O Produto Interno Bruto (PIB) do Brasil avançou 0,5% no segundo trimestre de 2026 em comparação ao trimestre anterior, segundo dados do Instituto Brasileiro de Geografia e Estatística (IBGE) divulgados em 1º de setembro de 2026. Apesar do crescimento, o ritmo desacelerou em relação aos três primeiros meses do ano, e a agropecuária foi apontada como principal componente que puxou o resultado.
Levantamento da consultoria Austin Rating posicionou o Brasil na 5ª colocação entre as economias com maior crescimento real do PIB no trimestre. Na comparação entre o segundo e o primeiro trimestre de 2026, o país ficou à frente de várias grandes economias e de outros membros do BRICS, incluindo a China, que apareceu em 19º lugar.
Segundo a Austin Rating, o desempenho brasileiro ocorreu em um contexto de desaceleração generalizada entre economias emergentes, efeito que a consultoria atribui em parte às consequências do conflito no Oriente Médio. Para Alex Agostini, economista-chefe da Austin Rating, o Brasil teve desempenho relativo melhor que muitos pares emergentes, ainda que o crescimento recente também seja influenciado por fatores internos, como a expansão fiscal, que mantém juros elevados e pressiona a inflação.
Economistas consultados pelo g1 destacaram sinais de enfraquecimento do consumo das famílias e de setores voltados ao mercado interno durante o trimestre.

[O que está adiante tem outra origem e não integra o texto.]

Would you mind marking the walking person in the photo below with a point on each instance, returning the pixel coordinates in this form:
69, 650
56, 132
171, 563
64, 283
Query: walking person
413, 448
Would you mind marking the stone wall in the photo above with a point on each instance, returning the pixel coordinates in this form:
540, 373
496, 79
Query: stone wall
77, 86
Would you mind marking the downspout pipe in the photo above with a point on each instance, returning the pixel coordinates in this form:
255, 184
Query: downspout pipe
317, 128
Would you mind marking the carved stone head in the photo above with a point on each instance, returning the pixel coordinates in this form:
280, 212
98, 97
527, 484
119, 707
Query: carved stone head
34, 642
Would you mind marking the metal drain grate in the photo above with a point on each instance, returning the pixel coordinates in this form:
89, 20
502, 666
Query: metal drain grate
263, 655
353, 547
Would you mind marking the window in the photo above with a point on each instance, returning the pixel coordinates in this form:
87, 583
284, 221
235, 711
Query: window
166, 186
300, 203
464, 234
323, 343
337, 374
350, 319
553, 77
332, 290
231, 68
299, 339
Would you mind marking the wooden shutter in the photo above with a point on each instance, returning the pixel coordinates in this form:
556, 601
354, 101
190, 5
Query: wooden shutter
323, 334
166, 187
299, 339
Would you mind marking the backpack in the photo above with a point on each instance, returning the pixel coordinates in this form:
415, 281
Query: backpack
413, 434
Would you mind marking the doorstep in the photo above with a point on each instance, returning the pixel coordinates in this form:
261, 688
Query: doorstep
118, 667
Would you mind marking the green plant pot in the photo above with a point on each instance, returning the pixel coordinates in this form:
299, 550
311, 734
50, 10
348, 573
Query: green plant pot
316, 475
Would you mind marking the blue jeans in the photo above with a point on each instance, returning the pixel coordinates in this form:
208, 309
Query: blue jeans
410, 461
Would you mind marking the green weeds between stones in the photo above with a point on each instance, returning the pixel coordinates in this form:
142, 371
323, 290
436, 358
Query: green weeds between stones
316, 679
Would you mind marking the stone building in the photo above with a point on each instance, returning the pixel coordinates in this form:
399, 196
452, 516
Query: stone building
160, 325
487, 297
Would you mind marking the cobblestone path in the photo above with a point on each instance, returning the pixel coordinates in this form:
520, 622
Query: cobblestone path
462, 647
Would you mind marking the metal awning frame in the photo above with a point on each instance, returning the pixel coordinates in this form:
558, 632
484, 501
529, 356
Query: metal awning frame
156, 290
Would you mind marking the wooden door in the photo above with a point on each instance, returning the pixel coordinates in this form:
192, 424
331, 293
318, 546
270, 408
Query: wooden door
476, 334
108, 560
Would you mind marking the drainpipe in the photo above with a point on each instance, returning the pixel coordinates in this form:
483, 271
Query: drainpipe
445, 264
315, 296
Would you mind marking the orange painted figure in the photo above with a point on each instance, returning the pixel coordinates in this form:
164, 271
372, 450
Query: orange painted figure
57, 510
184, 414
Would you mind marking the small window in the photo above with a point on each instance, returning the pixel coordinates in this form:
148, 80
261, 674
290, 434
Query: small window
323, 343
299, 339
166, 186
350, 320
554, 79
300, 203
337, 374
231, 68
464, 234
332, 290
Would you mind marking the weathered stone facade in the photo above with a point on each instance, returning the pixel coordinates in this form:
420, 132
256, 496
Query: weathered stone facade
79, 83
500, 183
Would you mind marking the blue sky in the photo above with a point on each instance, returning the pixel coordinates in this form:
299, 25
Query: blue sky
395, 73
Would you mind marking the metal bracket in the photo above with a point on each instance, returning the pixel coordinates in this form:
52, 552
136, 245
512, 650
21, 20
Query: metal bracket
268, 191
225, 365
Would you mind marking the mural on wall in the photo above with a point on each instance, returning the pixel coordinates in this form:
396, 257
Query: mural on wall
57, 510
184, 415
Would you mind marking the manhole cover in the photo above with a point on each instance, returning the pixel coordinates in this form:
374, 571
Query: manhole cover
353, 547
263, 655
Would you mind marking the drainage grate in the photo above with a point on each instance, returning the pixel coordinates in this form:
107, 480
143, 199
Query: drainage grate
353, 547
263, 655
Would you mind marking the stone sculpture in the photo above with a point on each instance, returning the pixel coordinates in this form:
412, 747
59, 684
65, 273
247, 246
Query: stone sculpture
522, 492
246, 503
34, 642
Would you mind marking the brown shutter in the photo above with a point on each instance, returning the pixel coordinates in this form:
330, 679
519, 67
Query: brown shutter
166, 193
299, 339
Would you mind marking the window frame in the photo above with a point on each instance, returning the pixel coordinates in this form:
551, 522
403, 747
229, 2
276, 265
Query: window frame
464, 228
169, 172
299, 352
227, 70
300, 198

Ranking de crescimento real do PIB no 2º trimestre de 2026 (variação trimestral)
1º Irlanda: 1,0%
2º Indonésia: 0,9%
3º Angola: 0,7%
4º Malásia: 0,6%
5º Brasil: 0,5%
6º Eslovênia: 0,4%
7º Lituânia: 0,4%
8º Suécia: 0,4%
9º Estados Unidos: 0,4%
10º Sérvia: 0,4%
11º Suíça: 0,4%
12º Cingapura: 0,3%
13º México: 0,3%
14º Tunísia: 0,3%
15º Taiwan: 0,3%
16º Colômbia: 0,3%
17º Turquia: 0,3%
18º Polônia: 0,2%
19º China: 0,2%
20º Canadá: 0,2%
Posição do Brasil entre as maiores economias (PIB nominal)
Com base em projeções do Fundo Monetário Internacional (FMI) para 2026, o Brasil figura na 10ª posição entre as maiores economias do mundo, com um PIB nominal estimado em US$ 2.635,9 bilhões. À frente estão Estados Unidos, China, Alemanha, Japão, Reino Unido, Índia, França, Itália e Rússia.
A Austin Rating projeta que o PIB nominal brasileiro pode chegar a US$ 2.766,6 bilhões em 2027, o que elevaria o país à 9ª colocação, superando a Rússia, cuja projeção para 2027 é de US$ 2.533,4 bilhões. A consultoria estima também o PIB nominal do Brasil em 2027 equivalente a R$ 14,2 trilhões para 2026, conforme suas projeções.
Projeção das maiores economias em 2026 e 2027 (valores em US$ bilhões)
Principais 2026 (projeção): Estados Unidos: 32.383,9; China: 20.851,6; Alemanha: 5.452,9; Japão: 4.379,3; Reino Unido: 4.264,8; Índia: 4.153,2; França: 3.596,1; Itália: 2.738,2; Rússia: 2.656,5; Brasil: 2.635,9.
Ranking projetado para 2027 entre as 15 maiores economias (valores em US$ bilhões): Estados Unidos: 33.790,0; China: 21.929,0; Alemanha: 5.642,2; Índia: 4.579,1; Japão: 4.561,6; Reino Unido: 4.466,1; França: 3.672,1; Itália: 2.805,9; Brasil: 2.766,6; Canadá: 2.640,4; Rússia: 2.533,4; México: 2.222,0; Austrália: 2.211,3; Espanha: 2.186,5; Coreia do Sul: 2.010,5.
O conceito de PIB nominal refere-se ao valor total de bens e serviços produzidos por um país a preços correntes, sem ajuste pela inflação, e é usado para comparar o tamanho das economias.